There was more to this plot than the twins, naturally, as this was a Mike Leigh movie where he applied his extensive and intricate rehearsal techniques to his cast, so each had their own narratives to engage with, some of which not even the audience watching the end result would be aware of. This also meant the cast would have secrets from their fellow actors, with only presumably Leigh being entirely aware of what they were all up to and how they interacted, though whether as a puppet master pulling the strings or as a benevolent deity guiding his creations was a matter of personal taste. What it did mean was one of his works, be it theatrical, on television or in the cinemas, had been planned to a high level of perfection.

He and the cast he assembled were at times accused of concocting caricatures, and it's true Leigh was as fond of the broad strokes as he was the subtleties of performing and storytelling, but no matter how over the top his comedies got, there was an essential humanity present that left us understanding the people, if not entirely grasping every minutiae of their existences, material that cast would take to their graves, presumably, unless someone was nosy enough to inquire about them and actually received an answer. Knowing about this unorthodox approach to filmmaking made for a richer experience, and it was always clear every persona was a multifaceted individual, even if their most visible aspects were intended to make us laugh.

Some prefer Leigh's comedies to his drama, but they were by no means exclusive, as his drama would feature the odd laugh and his comedy, more obviously, contained the serious scenes to offset the laughs. Those chuckles in this were largely provided by Timothy Spall as Andy's friend Aubrey, a man who it's never stated is driven to be cool, but we can perceive that status will always elude him, from whence the humour arises. In his subplot that threatened to dominate, he is starting a restaurant which serves gourmet food - that's gourmet in Aubrey's mind, as not even Heston Blumenthal would serve up the revolting combinations this would-be restaurateur is planning to be a hit with the locals. If you think the joke is those locals will eat there and not know the difference, you would be far wrong - Leigh wasn't as patronising as his critics would accuse.

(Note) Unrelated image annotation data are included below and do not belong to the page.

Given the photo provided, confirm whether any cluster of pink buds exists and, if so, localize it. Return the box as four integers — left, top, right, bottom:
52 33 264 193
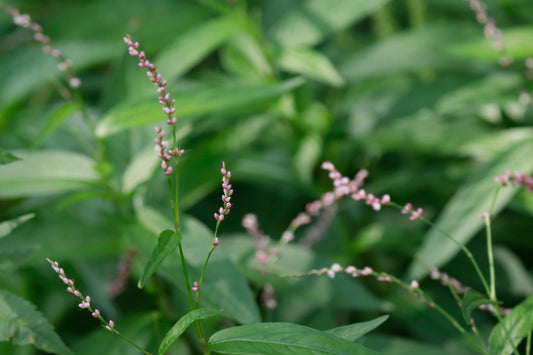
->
191 281 200 293
494 171 533 192
3 6 81 89
242 213 278 275
402 202 424 221
466 0 512 66
154 127 185 177
124 35 185 177
322 162 424 221
46 258 115 331
215 162 233 223
124 35 178 125
322 162 391 211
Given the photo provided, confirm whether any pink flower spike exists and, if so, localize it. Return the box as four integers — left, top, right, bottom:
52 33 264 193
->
409 207 424 221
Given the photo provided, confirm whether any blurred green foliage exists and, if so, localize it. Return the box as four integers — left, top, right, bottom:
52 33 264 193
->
0 0 533 355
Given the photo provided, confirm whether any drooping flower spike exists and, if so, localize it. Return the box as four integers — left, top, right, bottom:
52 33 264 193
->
124 35 185 177
46 258 116 332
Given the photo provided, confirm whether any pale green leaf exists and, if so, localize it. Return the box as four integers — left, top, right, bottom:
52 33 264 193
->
0 150 99 198
96 78 304 137
159 308 222 355
155 16 243 80
0 213 35 238
122 144 160 194
326 316 389 341
221 33 272 77
277 47 344 87
33 102 82 148
208 323 377 355
489 296 533 355
0 290 72 354
138 229 181 288
461 290 496 324
448 26 533 62
269 0 388 45
408 139 533 279
0 149 20 165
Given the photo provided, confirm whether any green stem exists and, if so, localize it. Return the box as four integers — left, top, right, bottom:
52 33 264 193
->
378 272 488 355
391 202 490 294
196 221 221 307
484 186 501 301
484 212 497 301
526 332 531 355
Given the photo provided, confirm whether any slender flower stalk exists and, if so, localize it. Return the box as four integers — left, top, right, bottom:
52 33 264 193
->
192 162 233 307
46 258 150 355
123 35 208 354
296 263 489 354
0 4 81 91
0 3 98 158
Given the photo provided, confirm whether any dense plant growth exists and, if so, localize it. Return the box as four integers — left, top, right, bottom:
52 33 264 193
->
0 0 533 355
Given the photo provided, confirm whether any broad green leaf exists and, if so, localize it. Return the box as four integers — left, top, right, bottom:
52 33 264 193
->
122 145 160 194
208 323 377 355
155 16 243 80
448 26 533 61
0 150 99 198
0 149 20 165
277 47 344 87
127 213 260 324
494 248 533 297
461 290 497 324
269 0 388 46
326 316 389 341
138 229 181 288
33 102 82 148
221 33 272 78
408 139 533 280
361 334 470 355
158 308 222 355
0 246 39 273
0 213 35 238
294 133 323 184
0 39 120 106
96 78 304 137
0 290 72 354
489 296 533 355
339 23 483 82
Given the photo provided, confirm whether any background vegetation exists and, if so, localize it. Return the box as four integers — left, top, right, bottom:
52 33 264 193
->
0 0 533 355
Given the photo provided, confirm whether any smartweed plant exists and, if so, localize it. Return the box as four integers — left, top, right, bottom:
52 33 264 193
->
0 0 533 354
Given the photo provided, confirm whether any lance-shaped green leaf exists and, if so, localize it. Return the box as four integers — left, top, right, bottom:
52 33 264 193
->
0 150 99 198
96 78 305 137
270 0 389 46
0 290 72 354
408 139 533 280
326 316 389 341
138 229 181 288
155 16 243 80
0 149 20 165
489 296 533 355
33 102 82 148
159 308 222 355
461 290 497 324
277 47 344 87
0 213 35 238
208 323 377 355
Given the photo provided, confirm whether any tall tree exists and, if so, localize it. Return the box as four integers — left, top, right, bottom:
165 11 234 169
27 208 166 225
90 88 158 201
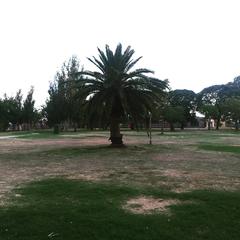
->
78 44 168 145
169 89 197 129
22 87 36 129
222 97 240 130
45 56 80 130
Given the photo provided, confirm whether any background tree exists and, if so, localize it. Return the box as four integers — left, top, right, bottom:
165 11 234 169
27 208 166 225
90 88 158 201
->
163 105 185 131
22 87 36 130
45 56 83 131
169 89 197 129
222 97 240 130
199 104 222 130
78 44 168 145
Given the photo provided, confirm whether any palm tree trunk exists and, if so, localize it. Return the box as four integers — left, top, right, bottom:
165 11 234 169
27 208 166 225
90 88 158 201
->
109 117 123 146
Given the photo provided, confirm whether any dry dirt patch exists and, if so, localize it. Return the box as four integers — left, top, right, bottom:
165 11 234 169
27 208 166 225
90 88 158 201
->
123 196 181 214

Aubrey's breakdown should not be funny, it's a man's dreams being ruined after all, yet Spall and his interactions with Steadman (Wendy is the stand-in waitress) proved hilarious, painful, yes, but still very funny, summing up the power of looking back retrospectively and wondering what you were thinking, what others were thinking, how you got into this situation - you have to be casting your mind back from the perspective of surviving, of course, but if you have you'll be in possession of a great anecdote and a life lesson in one. That was why life was "sweet", a title that sounded ironic but sincerely indicated how complex our reactions could be to the slings and arrows of outrageous fortune, and the mere act of managing to get by, to have dreams but also adapt when they were not fulfilled, was a very human experience. By the conclusion, Wendy and Nicola's relationship has emerged as the focus, and you may well be moved by the mother's plain talking to her troubled offspring. Maybe not Leigh's most accomplished, but you could sense his affectionate respect for these folks. Music by Rachel Portman.

[The BFI have released this on dual format Blu-ray and DVD, with special features including Leigh's Olympics 2012 short and a commentary from the director himself.]